LOS ANGELES ( — Jews will begin the observance of Rosh Hashana, the two-day holiday marking the Jewish New Year, at sundown Wednesday.

Rosh Hashana is "metaphorically the birthday of the world" and a "time of new beginnings, of second chances," said Rabbi Laura Geller, the senior rabbi of Temple Emanuel of Beverly Hills.

In preparation for the new year, Jews conduct what is known in Hebrew as "Cheshbon HaNefesh," an "accounting of the soul," Geller said.

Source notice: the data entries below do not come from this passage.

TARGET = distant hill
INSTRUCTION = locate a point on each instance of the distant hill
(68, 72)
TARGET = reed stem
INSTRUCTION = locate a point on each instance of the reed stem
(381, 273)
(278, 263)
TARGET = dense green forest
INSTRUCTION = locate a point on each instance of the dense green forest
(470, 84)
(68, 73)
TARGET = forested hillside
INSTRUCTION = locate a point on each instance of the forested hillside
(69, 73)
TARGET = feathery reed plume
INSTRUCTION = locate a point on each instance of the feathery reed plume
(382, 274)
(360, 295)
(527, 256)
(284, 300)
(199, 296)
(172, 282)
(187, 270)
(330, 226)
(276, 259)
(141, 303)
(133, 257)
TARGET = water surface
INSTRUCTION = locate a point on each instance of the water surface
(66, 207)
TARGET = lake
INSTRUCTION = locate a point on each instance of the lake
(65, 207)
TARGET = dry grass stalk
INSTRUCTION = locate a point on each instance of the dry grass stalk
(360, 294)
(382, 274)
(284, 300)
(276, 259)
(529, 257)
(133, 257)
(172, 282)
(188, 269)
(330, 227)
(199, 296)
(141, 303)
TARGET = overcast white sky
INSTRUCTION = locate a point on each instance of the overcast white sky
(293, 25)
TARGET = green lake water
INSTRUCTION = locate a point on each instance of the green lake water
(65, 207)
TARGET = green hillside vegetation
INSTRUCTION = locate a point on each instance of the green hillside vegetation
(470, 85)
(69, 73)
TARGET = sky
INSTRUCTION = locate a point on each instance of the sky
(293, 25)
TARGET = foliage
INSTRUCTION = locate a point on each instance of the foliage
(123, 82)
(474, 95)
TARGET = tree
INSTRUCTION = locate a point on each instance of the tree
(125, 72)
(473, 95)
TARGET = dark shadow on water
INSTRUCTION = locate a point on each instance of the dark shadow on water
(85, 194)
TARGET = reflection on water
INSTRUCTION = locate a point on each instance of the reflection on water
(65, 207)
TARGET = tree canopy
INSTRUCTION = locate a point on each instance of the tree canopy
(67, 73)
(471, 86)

"We are to look at the lives we have lived in the past year and decide from whom we need to ask forgiveness, whom we to need forgive, what we need to let go of and what we need to bring with us into the new year," Geller said.

Rosh Hashana is a festive time when Jews gather with family members to reflect on the past year and the new one that is beginning. Celebrants also eat festive meals featuring apples dipped in honey, symbolic of the wishes for a sweet year.

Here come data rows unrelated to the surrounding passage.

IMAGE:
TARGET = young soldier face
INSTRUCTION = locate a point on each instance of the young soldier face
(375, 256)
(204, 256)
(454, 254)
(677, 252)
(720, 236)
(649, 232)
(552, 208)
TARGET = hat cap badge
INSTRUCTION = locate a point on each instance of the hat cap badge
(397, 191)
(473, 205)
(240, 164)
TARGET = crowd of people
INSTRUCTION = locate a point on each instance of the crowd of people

A round challah, a loaf of bread, is used, rather than the customary twisted one, to symbolize that "the year is round," Geller said.

Rosh Hashana is the beginning of the "10 Days of Awe" leading to Yom Kippur, the Day of Atonement, Judaism's most solemn and somber day. Jewish tradition holds that God records the fate of humankind in the Book of Life during the High Holy Days.